US Environmental Protection Agency (EPA) workers cleaning up the West Lake Landfill in St Louis County detected contamination in nearby groundwater, obliging EPA to investigate whether radium might have migrated from the site, the Missouri Independent reported.

St Louis was part of a geographically scattered national effort to build the nuclear bomb. Much of the work in the area involved uranium, where Mallinckrodt Chemical Co was a major processor of uranium concentrate near downtown St Louis. In 1946, the government bought land near the airport and began trucking nuclear waste there from the Mallinckrodt facility. Mallinckrodt stored barrels of K-65, a radioactive residue at the St Louis airport in deteriorating steel drums.

In 1966, the Atomic Energy Commission (AEC) demolished and buried buildings at the St Louis airport site. Continental Mining & Milling Co moved the waste to nearby Bridgeton. Radioactive barrels lay outside the fence. Storage was so haphazard that even the path to the site was contaminated by trucks that spread waste on their hauls from 1966 to 1969. At this site, uranium processor Cotter Corp dried the waste and shipped it to its facility in Colorado. The site remained contaminated for decades. In 1973, Cotter Corp took hazardous leached barium sulphate from the site and illegally dumped it in the West Lake Landfill, also in Bridgeton. The material contained uranium residue.

Both the St Louis airport and Bridgeton sites are bordered by Coldwater Creek, which runs through the heart of what are now busy suburban neighbourhoods. Tonnes of the waste flowed into Coldwater Creek, contaminating the often-flooding waterway and adjacent gardens for 14 miles, state and federal investigators determined.

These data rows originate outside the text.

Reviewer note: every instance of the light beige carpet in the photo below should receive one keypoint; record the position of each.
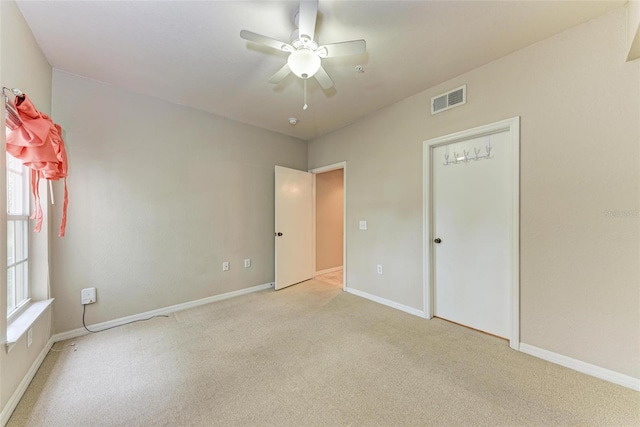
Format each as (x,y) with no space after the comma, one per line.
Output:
(309,355)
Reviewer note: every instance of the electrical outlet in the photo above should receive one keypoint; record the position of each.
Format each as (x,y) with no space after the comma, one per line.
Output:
(88,296)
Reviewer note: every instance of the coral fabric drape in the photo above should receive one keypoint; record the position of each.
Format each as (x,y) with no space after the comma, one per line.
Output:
(37,141)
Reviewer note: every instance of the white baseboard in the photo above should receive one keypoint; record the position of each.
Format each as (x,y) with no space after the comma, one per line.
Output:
(328,270)
(166,310)
(387,302)
(584,367)
(22,387)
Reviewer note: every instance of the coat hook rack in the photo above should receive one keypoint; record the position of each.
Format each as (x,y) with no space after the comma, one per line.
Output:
(466,155)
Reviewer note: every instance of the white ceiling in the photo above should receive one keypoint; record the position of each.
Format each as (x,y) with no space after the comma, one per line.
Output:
(190,52)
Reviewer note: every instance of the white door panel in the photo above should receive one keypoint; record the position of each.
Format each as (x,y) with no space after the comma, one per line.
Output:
(472,215)
(294,219)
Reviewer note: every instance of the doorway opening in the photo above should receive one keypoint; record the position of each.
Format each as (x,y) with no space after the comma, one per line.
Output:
(329,224)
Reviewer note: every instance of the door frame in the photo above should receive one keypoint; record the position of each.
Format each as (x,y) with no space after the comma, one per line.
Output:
(329,168)
(512,126)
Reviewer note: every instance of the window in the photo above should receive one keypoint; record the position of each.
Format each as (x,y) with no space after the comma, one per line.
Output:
(18,293)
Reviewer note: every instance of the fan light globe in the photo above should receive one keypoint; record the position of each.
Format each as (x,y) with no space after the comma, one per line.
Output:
(304,63)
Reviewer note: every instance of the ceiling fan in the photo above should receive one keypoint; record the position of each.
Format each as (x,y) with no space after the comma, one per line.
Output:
(305,55)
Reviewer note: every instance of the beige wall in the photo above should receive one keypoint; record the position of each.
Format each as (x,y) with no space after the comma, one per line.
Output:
(160,196)
(633,29)
(329,219)
(579,103)
(22,65)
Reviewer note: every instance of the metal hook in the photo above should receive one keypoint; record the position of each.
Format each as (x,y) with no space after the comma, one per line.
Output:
(15,91)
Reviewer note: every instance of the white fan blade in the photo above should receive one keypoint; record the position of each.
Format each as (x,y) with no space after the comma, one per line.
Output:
(323,78)
(354,47)
(307,17)
(266,41)
(280,74)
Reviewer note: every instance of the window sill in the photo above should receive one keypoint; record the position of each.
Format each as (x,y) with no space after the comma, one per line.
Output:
(21,324)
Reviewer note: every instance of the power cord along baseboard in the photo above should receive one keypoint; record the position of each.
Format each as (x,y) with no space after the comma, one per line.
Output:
(84,310)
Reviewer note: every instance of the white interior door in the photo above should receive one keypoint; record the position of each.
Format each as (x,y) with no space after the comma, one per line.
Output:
(472,227)
(294,226)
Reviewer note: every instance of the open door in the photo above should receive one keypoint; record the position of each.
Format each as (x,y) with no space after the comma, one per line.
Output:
(294,226)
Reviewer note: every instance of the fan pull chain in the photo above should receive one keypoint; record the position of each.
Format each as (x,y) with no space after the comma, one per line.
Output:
(305,106)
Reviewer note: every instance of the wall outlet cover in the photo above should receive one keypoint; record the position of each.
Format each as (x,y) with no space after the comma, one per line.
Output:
(88,296)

In the late 1970s, the Nuclear Regulatory Commission (NRC), which replaced the AEC, flew a helicopter over the West Lake Landfill. The test correctly identified two contaminated areas but missed huge areas of the landfill. Despite warnings from the Missouri Department of Natural Resources and activists that the contamination was likely more widespread, NRC’s conclusion stood for more than 40 years. However, in 2023, EPA announced that contamination at the site was more widespread than previously thought.

In a periodic update to nearby communities in May, EPA said it would add groundwater monitoring wells around the site, which sits in Bridgeton, about a mile from the banks of the Missouri River. The expansion, which came after contamination was detected at the edge of the landfill, will help determine whether contamination may be migrating from the site and whether it could reach the river. Radium has been detected near the site at slightly above drinking water limits, EPA said in a statement, but radium also occurs naturally in rock formations and aquifers.

Initially, EPA had anticipated all necessary groundwater wells would be installed by August 2022, the project manager for the groundwater remediation at West Lake, Snehal Bhagat, said in a briefing in December 2023. “But the detections in offsite locations required a significant expansion of the network in order to delineate exactly where the impacts are found so a lot more wells were put in. We’re still putting them in as we chase the edges of the impacts,” he noted.

“To date, no conclusions have been made about the source(s) of the radium in off-site groundwater because data collection is ongoing,” Kellen Ashford, a spokesman for EPA’s regional office said in an email to the Missouri Independent.

Dawn Chapman, a co-founder of Just Moms STL, a nonprofit organisation formed to support communities near contaminated sites around St Louis, expressed concern that EPA had not yet identified the edges of the contamination. Taking into account both the radioactive waste and the other chemical contaminants in the landfill, she feared it could be “one hell of a nasty plume”.

She noted that the parties responsible for the site – the landfill owner, the company that dumped the waste and the US Department of Energy – are nearing the end of the process to plan the cleanup at West Lake. “I really would have hoped that by now they would have found the edge,” she said.